Sunday, 23 April 2017

The Void (2017)

The Void (2016 film).pngAn empty void of a film

Directors:
 Steven Kostanski, Jeremy Gillespie
Running Time: 90 Minutes
Starring: Aaron Poole, Kenneth Welsh, Daniel Fathers, Kathleen Munroe, Ellen Wong, Mik Byskov, Grace Munro, Evan Stern

Deputy Daniel Carter (Aaron Poole) finds a blood-soaked man on a deserted road, and promptly rushes him to the local, understaffed hospital. Following this, figures cloaked in white surround the hospital, while the inside is subject to mysterious and violent occurrences.

It's evident what's the films greatest achievement, and that's the effects. What's brought to the screen are a loving throwback, evidently inspired by the practical effects that were commonplace in 80's horror films. This element is placed front and centre, and is fantastic to bear witness to.

Image result for the void 2017 youtubeDifficulty lies in caring for these characters, when their backgrounds and character relationships are barely explored. What we're left with is a group of stock cliches, including genre favourites such as the deputy dealing with a personal loss, the mysterious outsiders who are of great help, the pregnant plot device, and the antagonist that's mainly composed of monologues. Credit where it's due, the cast do a fine job bringing alive their thinly sketched roles.

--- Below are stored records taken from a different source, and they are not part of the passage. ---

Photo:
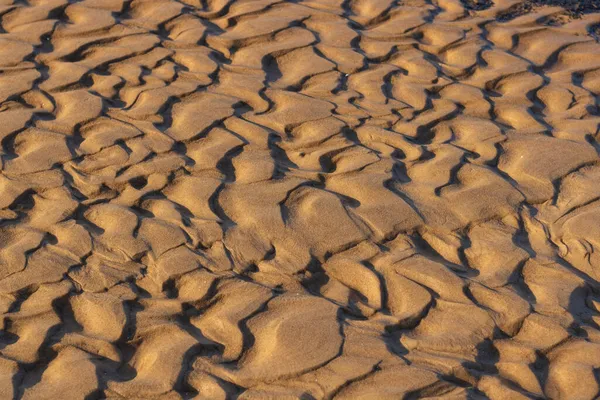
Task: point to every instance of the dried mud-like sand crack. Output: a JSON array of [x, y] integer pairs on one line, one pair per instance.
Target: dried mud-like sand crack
[[308, 199]]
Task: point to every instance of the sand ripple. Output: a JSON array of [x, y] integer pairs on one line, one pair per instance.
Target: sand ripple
[[306, 199]]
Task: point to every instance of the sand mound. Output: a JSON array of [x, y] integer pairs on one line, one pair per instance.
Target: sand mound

Directors Kostanski and Gillespie bring a willingness to flip between genres, and it surprisingly works in this films favour. Beginning as a hospital set survival horror, easily the films weakest portion, turns into something stronger about halfway through. The germ of an idea is evident, as the film becomes a hellish descent into a horrifying setting. Sadly, it all fails to come together in a satisfying way, but you can't fault the attempt, to deliver something more than a bog standard horror film.

There's clear appreciation for the horror genre here, with the directors drawing inspiration from the practical effects fronted flicks from the 80's. Whatever genre reverence is evident here, it's a shame The Void fails to bring it all together. The practical effects are strongly done, but seemingly at the cost of reasons to care for the characters.